Comparemos, então, a real correção monetária imposta à dívida trabalhista particular (30% da Selic) com dois populares índices oficiais de inflação, IPCA-E e IGP-M, nos já meses definidos. Esses, respectivamente, atingiram 0,94% e 0,81% e 1,06%, e 3,23%, 3,28, e 0,96%.
A correção monetária pela Selic (presumindo que 70% sejam juros e 30% efetiva correção), seria de 0,04956%, 0,04719% e 0,0519%, ou seja, irrisória, quase nula, não cumprindo, pois, com sua finalidade jurídica de manutenção do poder de compra do montante devido ao trabalhador.
O que se verifica, do exposto, é uma total desigualdade entre dívidas trabalhistas públicas e privadas. A tradição jurídica pátria sempre foi privilegiar a dívida estatal, ao argumento do interesse público na sua rolagem (permitindo investimentos em setores de interesse social), da necessidade de previsão orçamentária (precatórios) e da certeza do adimplemento. Pela primeira vez na história jurídica contemporânea o credor público é privilegiado face o privado.
A decisão, além disso, impõe severo desprestígio à tutela estatal de direitos trabalhistas, pois os juros e correção monetária (em tese, somados na taxa Selic), são brutalmente inferiores à mera correção monetária devida antes da citação. E mais, recomenda a inadimplência:
Caso o empregador opte por usar o saldo devido ao empregado para realizar um investimento seguro, poderia adquirir debêntures da empresa de energia Eneva[3], rating AAA (o do Brasil é BB-/B, ou seja, segundo os analistas da Standard&PoorŽs a Eneva é mais sólida), que pagam IPCA mais 3,6% a.a. Terá, nos três meses da comparação (outubro a dezembro/20), vantagem econômica de 3,22% (IPCA + juros de 0,3% a.m.
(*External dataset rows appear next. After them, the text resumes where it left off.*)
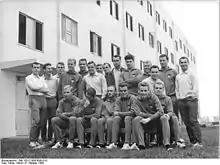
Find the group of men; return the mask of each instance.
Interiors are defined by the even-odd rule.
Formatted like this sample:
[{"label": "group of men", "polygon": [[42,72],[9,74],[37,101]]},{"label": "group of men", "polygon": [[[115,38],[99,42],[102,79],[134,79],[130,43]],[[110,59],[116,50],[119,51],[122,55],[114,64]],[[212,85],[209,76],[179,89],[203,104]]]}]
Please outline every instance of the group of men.
[{"label": "group of men", "polygon": [[[117,148],[124,130],[122,149],[145,149],[145,133],[151,140],[163,144],[166,150],[185,147],[180,137],[179,112],[186,126],[190,144],[202,147],[198,123],[198,85],[189,69],[187,57],[181,57],[182,72],[168,66],[166,54],[159,56],[161,68],[145,61],[144,73],[135,68],[134,56],[124,57],[127,69],[121,66],[121,56],[109,63],[87,63],[79,60],[59,62],[56,75],[52,65],[33,63],[32,74],[26,77],[31,109],[30,143],[33,148],[52,144],[52,148]],[[47,127],[48,125],[48,127]],[[89,142],[85,130],[90,130]],[[53,139],[54,134],[54,139]]]}]

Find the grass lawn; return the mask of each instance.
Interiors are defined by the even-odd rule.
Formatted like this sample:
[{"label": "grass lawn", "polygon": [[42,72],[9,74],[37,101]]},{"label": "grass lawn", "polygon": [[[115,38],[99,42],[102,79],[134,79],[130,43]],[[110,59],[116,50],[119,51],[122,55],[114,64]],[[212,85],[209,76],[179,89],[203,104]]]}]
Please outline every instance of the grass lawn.
[{"label": "grass lawn", "polygon": [[[182,137],[187,139],[185,129]],[[28,147],[28,139],[3,139],[1,145],[2,158],[218,158],[219,157],[219,127],[202,128],[202,149],[175,148],[167,152],[161,147],[149,148],[143,151],[122,151],[120,149],[39,149]]]}]

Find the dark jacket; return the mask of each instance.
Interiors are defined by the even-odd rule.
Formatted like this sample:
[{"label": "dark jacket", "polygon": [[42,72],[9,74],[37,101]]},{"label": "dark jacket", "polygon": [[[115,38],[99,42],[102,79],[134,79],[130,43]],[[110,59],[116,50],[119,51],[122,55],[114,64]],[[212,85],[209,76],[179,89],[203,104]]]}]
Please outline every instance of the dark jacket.
[{"label": "dark jacket", "polygon": [[105,79],[107,82],[107,86],[115,86],[115,77],[112,71],[105,74]]}]

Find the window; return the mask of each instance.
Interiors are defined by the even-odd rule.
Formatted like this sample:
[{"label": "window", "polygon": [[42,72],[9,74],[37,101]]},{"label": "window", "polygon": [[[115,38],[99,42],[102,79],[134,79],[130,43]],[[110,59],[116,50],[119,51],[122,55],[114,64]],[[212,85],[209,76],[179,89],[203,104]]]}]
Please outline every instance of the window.
[{"label": "window", "polygon": [[96,1],[96,4],[99,5],[99,6],[101,6],[101,1],[100,1],[100,0],[97,0],[97,1]]},{"label": "window", "polygon": [[157,52],[162,54],[162,45],[160,41],[157,41]]},{"label": "window", "polygon": [[181,41],[181,39],[179,41],[180,41],[180,49],[182,49],[182,41]]},{"label": "window", "polygon": [[163,29],[167,32],[167,23],[165,20],[163,20]]},{"label": "window", "polygon": [[138,23],[138,34],[139,38],[141,38],[144,41],[144,27]]},{"label": "window", "polygon": [[195,58],[195,56],[193,57],[193,62],[194,62],[194,64],[196,63],[196,58]]},{"label": "window", "polygon": [[178,42],[175,41],[176,51],[178,51]]},{"label": "window", "polygon": [[190,60],[191,60],[191,61],[193,61],[193,56],[192,56],[192,53],[191,53],[191,56],[190,56]]},{"label": "window", "polygon": [[110,14],[116,18],[117,20],[119,20],[118,17],[118,3],[114,0],[110,0]]},{"label": "window", "polygon": [[18,42],[27,47],[43,50],[43,23],[19,13]]},{"label": "window", "polygon": [[173,30],[171,27],[169,27],[169,35],[170,35],[170,38],[173,38]]},{"label": "window", "polygon": [[126,12],[126,27],[133,31],[133,18],[128,12]]},{"label": "window", "polygon": [[156,22],[160,25],[160,14],[156,11]]},{"label": "window", "polygon": [[[192,56],[193,56],[192,53],[190,53],[190,56],[191,56],[191,60],[192,60]],[[188,58],[189,58],[189,56],[188,56]]]},{"label": "window", "polygon": [[150,47],[154,47],[154,36],[152,33],[149,33],[149,45]]},{"label": "window", "polygon": [[168,55],[168,49],[167,49],[166,47],[164,47],[164,53],[165,53],[166,55]]},{"label": "window", "polygon": [[137,0],[137,1],[140,3],[140,5],[141,5],[141,6],[143,6],[143,5],[144,5],[143,0]]},{"label": "window", "polygon": [[183,51],[186,54],[186,46],[185,46],[185,44],[183,44]]},{"label": "window", "polygon": [[140,60],[140,70],[144,69],[144,61]]},{"label": "window", "polygon": [[78,23],[64,14],[62,14],[62,39],[78,45]]},{"label": "window", "polygon": [[173,55],[173,53],[170,53],[170,56],[171,56],[171,62],[172,62],[172,64],[174,64],[174,55]]},{"label": "window", "polygon": [[187,49],[187,56],[189,57],[189,49]]},{"label": "window", "polygon": [[152,5],[149,1],[147,1],[147,12],[152,16],[153,12],[152,12]]},{"label": "window", "polygon": [[114,55],[120,55],[120,48],[115,45],[115,44],[111,44],[111,56],[112,56],[112,60]]},{"label": "window", "polygon": [[102,38],[90,31],[90,52],[102,56]]}]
Selic).
Ou seja, a cada mês que o devedor trabalhista atrase o pagamento, terá lucro maior (1,07% ao mês, no exemplo acima) do que os juros moratórios de 1% previstos na L. 8.177/91 que foi considerada historicamente superada, por desproporcional à realidade econômica contemporânea, no obiter dictum do voto vencedor do julgamento ora em comento.
Aos trabalhadores, pois, a Selic é uma incorreção.